Shows that you know nothing about ETFs. There are ETFs based on futures:
Text
OK. A few issues I have, from the same site you listed above:
*Commodity ETNs (exchange traded notes) are non-interest paying debt instruments whose price fluctuates (by contractual commitment) with an underlying commodities index. Because they are debt obligations, ETNs are subject to the solvency of the issuer.* Uh no thanks.
*Commodities-related ETFs generally track the producers of commodities, such as mining companies. While the financial performance of those companies -- and thus their stocks -- may be highly leveraged to the underlying commodity, other factors can impact the profitability of production. The ETFs, therefore, may not reflect the performance of the underlying commodity uh no thanks Might as well trade on margin with the real thing. Much simpler.
ETF's cannot be bought in odd lots. Mutual funds can.
Why the hell would I care about a 'lot' when I can buy an individual share of an ETF if I want to? If you can buy 1 share and any number of shares for that matter, you don't care about 'lots.' More evidence that you don't know about ETFs.
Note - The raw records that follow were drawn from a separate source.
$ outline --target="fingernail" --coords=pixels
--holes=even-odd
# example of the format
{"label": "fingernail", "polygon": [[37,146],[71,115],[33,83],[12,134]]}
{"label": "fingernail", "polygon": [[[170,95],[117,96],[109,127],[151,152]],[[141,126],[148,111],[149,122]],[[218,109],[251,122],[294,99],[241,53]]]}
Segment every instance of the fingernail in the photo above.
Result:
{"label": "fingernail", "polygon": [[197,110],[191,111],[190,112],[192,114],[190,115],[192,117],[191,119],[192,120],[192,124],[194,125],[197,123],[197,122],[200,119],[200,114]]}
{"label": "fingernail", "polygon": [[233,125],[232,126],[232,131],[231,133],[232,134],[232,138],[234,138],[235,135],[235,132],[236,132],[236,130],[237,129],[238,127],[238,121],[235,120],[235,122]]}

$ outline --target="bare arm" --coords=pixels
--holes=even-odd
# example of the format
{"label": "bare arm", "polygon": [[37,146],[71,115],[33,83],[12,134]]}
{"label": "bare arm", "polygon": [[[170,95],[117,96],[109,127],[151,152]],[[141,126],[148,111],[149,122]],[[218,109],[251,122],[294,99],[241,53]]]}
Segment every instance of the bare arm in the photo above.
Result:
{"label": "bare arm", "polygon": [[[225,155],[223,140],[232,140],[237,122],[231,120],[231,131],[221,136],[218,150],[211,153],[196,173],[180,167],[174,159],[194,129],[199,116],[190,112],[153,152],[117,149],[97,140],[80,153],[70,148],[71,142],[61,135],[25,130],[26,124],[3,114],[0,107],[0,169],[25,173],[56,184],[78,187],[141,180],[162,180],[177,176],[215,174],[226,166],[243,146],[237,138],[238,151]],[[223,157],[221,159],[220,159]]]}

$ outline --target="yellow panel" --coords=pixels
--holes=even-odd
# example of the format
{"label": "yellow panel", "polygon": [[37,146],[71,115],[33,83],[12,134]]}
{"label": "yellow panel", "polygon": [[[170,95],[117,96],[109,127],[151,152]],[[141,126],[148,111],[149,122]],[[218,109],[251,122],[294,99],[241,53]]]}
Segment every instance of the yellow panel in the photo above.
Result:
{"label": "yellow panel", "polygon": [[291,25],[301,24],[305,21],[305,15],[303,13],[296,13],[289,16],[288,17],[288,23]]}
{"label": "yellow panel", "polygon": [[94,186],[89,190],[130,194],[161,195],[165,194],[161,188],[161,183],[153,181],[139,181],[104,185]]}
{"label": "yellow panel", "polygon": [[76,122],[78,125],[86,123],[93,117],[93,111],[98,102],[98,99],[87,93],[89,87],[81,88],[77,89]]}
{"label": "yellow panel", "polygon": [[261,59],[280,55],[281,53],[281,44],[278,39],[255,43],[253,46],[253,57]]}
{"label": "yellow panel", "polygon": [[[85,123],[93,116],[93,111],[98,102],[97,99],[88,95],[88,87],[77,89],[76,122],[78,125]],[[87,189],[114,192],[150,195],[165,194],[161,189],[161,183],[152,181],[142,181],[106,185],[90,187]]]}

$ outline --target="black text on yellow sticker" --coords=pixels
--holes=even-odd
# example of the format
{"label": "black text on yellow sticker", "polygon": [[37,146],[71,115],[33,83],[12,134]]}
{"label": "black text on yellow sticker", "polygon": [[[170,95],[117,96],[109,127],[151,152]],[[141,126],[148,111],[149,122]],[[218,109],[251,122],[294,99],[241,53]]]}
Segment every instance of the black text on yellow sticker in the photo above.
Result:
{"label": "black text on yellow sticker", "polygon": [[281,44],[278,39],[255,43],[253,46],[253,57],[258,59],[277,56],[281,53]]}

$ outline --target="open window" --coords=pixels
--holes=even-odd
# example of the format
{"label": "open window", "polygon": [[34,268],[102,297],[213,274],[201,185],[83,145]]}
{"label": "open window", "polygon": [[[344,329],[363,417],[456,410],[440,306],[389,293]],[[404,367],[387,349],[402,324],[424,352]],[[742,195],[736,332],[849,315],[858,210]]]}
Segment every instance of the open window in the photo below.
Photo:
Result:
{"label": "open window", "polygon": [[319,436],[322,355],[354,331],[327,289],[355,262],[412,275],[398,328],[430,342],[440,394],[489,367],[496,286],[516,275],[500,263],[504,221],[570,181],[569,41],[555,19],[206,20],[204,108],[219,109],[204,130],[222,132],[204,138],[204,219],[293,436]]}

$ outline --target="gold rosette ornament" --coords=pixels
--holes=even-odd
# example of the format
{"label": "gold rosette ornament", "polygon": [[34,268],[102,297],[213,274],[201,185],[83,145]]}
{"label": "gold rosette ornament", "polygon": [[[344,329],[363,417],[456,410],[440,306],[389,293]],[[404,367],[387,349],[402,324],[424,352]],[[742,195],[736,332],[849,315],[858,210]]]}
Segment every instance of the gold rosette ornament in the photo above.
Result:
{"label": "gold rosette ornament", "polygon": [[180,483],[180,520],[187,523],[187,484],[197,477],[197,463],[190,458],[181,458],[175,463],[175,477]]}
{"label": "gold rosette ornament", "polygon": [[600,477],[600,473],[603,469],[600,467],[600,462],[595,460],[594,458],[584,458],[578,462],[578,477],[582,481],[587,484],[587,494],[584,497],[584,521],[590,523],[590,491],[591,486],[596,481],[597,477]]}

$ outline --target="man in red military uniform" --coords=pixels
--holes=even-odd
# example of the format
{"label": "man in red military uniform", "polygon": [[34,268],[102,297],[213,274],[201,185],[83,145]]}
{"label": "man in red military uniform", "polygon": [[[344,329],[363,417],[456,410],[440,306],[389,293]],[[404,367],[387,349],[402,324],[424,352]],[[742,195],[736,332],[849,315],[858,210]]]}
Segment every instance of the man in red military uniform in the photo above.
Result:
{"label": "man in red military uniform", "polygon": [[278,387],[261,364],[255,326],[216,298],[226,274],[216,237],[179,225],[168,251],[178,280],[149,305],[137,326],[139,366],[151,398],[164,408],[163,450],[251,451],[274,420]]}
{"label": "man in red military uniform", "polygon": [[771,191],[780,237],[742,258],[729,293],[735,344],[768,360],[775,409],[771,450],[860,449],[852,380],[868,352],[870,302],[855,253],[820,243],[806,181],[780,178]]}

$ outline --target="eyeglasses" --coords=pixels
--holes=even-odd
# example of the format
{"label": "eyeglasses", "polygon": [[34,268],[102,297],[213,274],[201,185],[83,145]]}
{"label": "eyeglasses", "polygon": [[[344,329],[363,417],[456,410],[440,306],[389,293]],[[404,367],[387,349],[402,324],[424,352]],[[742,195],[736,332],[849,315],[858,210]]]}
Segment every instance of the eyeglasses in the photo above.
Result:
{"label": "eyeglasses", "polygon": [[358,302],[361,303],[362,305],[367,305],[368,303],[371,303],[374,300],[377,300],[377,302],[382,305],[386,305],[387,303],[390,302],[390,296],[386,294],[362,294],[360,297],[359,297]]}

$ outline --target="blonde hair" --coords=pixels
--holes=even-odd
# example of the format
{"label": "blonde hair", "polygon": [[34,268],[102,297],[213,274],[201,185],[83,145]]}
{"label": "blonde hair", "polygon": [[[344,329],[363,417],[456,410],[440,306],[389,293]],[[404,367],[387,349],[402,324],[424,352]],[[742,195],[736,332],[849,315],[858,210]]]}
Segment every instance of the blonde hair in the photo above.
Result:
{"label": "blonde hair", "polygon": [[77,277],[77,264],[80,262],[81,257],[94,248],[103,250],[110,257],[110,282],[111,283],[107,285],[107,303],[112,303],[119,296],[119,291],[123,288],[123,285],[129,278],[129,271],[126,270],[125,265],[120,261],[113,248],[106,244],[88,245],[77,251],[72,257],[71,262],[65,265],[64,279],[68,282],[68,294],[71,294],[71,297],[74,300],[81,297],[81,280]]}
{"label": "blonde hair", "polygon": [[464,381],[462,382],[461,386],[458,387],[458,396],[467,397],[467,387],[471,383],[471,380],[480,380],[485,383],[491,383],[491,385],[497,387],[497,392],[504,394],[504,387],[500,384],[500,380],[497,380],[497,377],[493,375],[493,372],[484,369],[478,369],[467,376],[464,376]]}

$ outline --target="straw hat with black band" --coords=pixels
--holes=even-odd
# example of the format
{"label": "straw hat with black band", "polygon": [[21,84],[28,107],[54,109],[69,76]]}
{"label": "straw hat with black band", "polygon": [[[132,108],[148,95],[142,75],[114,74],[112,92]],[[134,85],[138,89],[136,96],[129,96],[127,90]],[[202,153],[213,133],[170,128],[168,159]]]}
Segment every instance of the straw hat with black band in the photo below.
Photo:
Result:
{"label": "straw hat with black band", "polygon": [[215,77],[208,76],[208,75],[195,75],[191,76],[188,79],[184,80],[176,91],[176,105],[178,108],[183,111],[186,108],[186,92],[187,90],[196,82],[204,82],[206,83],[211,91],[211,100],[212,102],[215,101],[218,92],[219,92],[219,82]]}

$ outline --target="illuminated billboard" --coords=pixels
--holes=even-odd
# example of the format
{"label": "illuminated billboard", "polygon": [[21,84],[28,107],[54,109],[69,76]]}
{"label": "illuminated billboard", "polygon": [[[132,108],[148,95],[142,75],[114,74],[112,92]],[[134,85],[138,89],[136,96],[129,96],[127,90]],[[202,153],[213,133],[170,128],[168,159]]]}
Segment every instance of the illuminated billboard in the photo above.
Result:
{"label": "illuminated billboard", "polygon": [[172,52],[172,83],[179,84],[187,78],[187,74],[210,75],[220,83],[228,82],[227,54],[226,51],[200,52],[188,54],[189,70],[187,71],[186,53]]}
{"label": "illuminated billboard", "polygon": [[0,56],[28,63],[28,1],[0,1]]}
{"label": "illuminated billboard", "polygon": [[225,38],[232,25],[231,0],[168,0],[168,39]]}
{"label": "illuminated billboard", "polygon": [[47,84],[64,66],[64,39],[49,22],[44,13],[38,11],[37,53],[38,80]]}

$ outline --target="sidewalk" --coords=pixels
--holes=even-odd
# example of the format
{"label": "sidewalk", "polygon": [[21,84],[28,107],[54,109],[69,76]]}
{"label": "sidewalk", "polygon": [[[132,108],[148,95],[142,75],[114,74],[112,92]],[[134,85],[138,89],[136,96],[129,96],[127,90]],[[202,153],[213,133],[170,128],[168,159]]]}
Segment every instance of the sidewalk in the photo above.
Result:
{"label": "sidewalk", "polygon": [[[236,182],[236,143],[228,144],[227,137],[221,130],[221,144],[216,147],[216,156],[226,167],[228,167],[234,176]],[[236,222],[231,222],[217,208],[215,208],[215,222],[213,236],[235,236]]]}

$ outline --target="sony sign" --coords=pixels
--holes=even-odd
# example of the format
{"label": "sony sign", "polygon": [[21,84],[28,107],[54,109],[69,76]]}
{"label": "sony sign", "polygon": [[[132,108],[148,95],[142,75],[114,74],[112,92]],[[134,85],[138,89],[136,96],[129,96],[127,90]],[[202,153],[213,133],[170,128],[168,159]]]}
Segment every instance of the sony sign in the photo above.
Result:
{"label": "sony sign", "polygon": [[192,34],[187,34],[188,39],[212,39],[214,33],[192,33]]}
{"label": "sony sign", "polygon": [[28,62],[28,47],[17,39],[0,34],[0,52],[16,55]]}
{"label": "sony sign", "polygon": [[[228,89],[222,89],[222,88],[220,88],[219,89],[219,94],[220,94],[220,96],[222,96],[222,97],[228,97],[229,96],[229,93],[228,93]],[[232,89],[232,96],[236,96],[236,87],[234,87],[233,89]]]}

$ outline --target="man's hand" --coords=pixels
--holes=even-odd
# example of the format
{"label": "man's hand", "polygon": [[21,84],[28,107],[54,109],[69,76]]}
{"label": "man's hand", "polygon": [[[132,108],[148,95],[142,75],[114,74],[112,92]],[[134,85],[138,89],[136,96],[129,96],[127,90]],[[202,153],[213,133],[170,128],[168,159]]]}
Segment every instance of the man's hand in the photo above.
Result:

do you understand lot pricing? If I want to invest $200, I couldnt do so unless buy price was exactly divisible by $200. thats what I mean by lot pricing. It's a big deal, and goes back to the PITA factor.
So please stop your fanboi lectures. Thanks.
Yeah, I'm a 'fanboi' because I actually do research and try to find the best value for my investment dollars, whereas you know nothing about that which you disparage. :roll:
No, youre a fanboi because instead of a reasonable argument like mine (they arent for everyone) you automatically say Im getting robbed, etc etc etc and dont know ANYTHING about my financial profile. As I've said before, Im not saying theyre bad, they just arent for everyone. Including me for the reasons Ive stated. Which are very valid BTW.